La sécurité routière a officiellement annoncé la mise en place des premiers radars « tronçon », mardi dernier. Ces nouveaux appareils doivent permettre de mesurer la vitesse moyenne des véhicules, donc de les contrôler non plus seulement en un point précis mais sur une portion de route de plusieurs kilomètres. Objectif avoué : « lutter contre le comportement dangereux de certains conducteurs qui freinent à l’approche d’un radar et ré-accélèrent après l’avoir dépassé », explique-t-elle dans un communiqué.
Appareils non homologués, verbalisation en août à confirmer !
Cette annonce paraît pour le moins précoce, puisque les radars en question ne sont toujours pas homologués par le LNE, le laboratoire en charge de cette certification.
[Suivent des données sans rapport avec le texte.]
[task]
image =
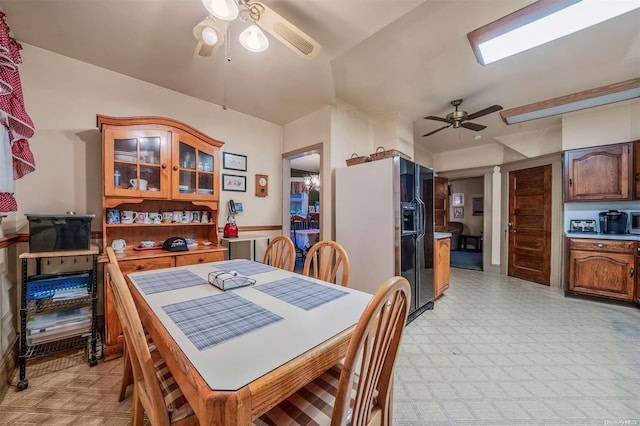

Or, les autorités préviennent également qu'après une période de test, ces « dispositifs verbaliseront les conducteurs en infraction à partir du mois d’août ». Pourtant sans homologation, aucun PV n'est valable. Pourront-ils être certifiés d'ici-là ? Possible. Mais selon nos informations, il n'y a pour l'heure aucune certitude concernant la date à laquelle sera délivré le futur certificat d'examen type, preuve de l'homologation de ces nouveaux radars.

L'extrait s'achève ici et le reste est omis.